Ama böyle bir yolculuğa çıkmadan önce iyi bir besin takviyesi yapmak gerekecekti. Tosun, OMNİ’den en yakın pizzacının koordinatlarını bulmasını ve kendilerini oraya ışınlamasını istedi. Omni antenlerini havaya kaldırdı ve etrafta bir sürü yiyecek bitki gördüğünü söyledi. Tosun “böööö, şaka yapıyor olmalısın” diyerek arkadaşına düşündüğü şeyin imkansız olduğunu hissettirdi.
Omni en yakın pizzacının koordinatlarını indirdi ve kendilerini oraya ışınladı. Omni’nin ışınlanma yeteneği, pizzacıyı gören Tosun’a da geçmiş olmalıydı, Tosun 1 saniye gibi kısa bir sürede kendini pizzacıdan içeriye attı.  Maxi boy pizza ve litrelik kolayı kaptığı gibi soluğu OMNİ’nin yanında aldı. Bir banka oturdular, Tosun nefes bile almadan koca pizzayı götürürken, OMNİ hayretle arkadaşını izliyordu.  Bu büyük mutluluktan mahrum olduğu için üzülmüştü,  bir sindirim sistemine sahip olsaydı arkadaşı ile bu mutlu anı paylaşabilirdi.

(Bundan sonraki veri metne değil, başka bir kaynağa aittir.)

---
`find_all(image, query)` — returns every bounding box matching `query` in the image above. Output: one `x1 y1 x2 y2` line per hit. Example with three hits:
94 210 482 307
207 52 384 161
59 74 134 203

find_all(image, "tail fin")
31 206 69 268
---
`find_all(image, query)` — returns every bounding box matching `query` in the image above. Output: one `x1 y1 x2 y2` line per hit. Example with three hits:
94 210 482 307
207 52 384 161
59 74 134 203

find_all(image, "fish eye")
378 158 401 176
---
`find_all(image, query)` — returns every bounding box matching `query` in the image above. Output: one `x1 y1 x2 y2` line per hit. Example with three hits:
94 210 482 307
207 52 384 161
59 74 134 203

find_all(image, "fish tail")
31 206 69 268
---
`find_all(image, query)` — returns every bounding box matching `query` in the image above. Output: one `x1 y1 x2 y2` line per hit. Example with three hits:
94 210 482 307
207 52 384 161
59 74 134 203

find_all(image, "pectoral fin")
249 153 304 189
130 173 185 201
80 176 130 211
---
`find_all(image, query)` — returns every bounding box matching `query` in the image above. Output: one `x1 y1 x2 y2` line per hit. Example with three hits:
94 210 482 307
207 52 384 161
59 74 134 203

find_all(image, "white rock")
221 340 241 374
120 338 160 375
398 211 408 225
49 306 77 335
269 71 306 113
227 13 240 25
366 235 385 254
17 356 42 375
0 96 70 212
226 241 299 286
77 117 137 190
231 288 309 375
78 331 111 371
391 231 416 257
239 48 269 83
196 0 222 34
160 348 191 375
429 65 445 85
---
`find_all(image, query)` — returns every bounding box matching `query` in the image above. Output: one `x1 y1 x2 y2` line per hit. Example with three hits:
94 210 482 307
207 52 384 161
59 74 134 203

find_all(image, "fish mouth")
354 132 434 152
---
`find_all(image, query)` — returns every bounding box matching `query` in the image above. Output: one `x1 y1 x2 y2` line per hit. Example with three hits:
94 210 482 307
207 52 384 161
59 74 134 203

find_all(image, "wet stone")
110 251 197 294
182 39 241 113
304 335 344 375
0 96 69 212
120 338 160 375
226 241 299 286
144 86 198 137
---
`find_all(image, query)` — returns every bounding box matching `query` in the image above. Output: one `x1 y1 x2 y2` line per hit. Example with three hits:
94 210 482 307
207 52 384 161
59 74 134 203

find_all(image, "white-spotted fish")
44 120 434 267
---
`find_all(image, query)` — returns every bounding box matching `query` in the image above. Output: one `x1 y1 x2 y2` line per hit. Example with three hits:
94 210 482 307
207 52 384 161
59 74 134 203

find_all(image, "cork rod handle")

Ama o anda Tosun’da OMNİ’nin bir sindirim sistemi olmadığı için son derece mutluydu çünkü pizzasını paylaşmak zorunda kalmamıştı J
Yemekten sonra mayışan Tosun’un aksine OMNİ 3 bir sonraki gezi rotasını planlıyordu.  Arkadaşı ile birlikte Keops Piramidini ziyaret etmek müthiş bir deneyim olacaktı.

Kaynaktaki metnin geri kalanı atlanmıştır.